Fêlé Svetislav Basara ?
De toute évidence, l'imagination ne fait pas défaut dans les Balkans : il y avait longtemps que nous n'avions pas rencontré un texte aussi déjanté, absurde, que « le miroir fêlé » de Svetislav Basara (en poche 10/18). Dans cette histoire décousue, l'auteur s'adonne à l'ironie permanente, l'humour irrévérencieux, la sentence définitive.
Donnons quelques exemples.
« La similitude du football et de l'histoire est d'une autre nature : vaincre à tout prix, vaincre en dépit des victimes, en dépit du fair-play. Le fair-play est une charmante illusion du baron de Coubertin que des voyous ont mise à profit et monnayée. J'ai joué au football, je peux jurer qu'il n'y a là aucun fair-play. » (p.27)
« Ah, ces jours du renouveau et de la reconstruction, ces années d'élan où il n'y avait pas de crise d'identité, où nous croyons ferme que nous existions, que le BIEN c'était de piquer les femmes des autres et le MAL de se les faire piquer. » (p.61)
« La raison humaine est vraiment superflue.
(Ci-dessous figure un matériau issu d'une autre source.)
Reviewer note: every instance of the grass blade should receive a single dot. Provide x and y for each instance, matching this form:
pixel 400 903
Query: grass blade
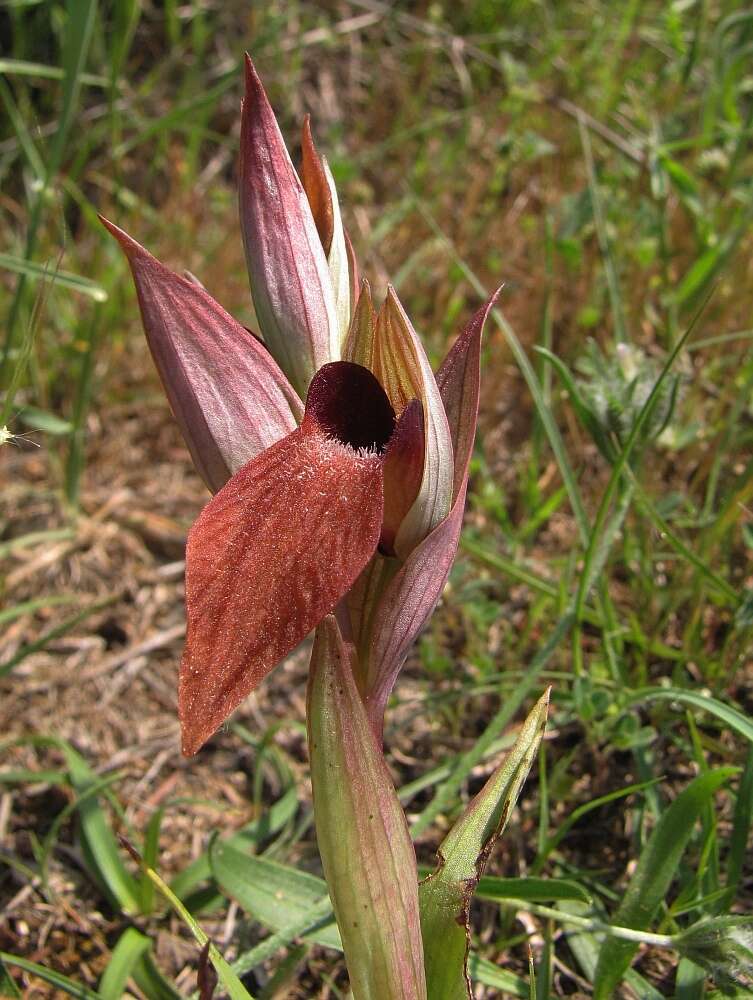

Mais envahissante. (…) Les psychiatres parlent leur langage de psychiatres, les ingénieurs celui des ingénieurs, les fous la langue des fous. On ne peut plus se comprendre avec personne. » (p.46)
« Ce n'est que le psychiatre et le fou ensemble qui font la folie. Comme mari et femme font un ménage. Pour l'ineptie, il faut être au moins deux. Ça ne marche pas autrement. » (p.33)
« « Boba, que penses-tu de mon roman ? » Il a réfléchi pendant quelques instants, puis il a dit : « Je pense qu'il est barbant. » » (p.54)
Finalement, malgré le brio de Basara, eh bien nous pensons un peu comme Boba le boxeur (clin d’œil à Boban ?).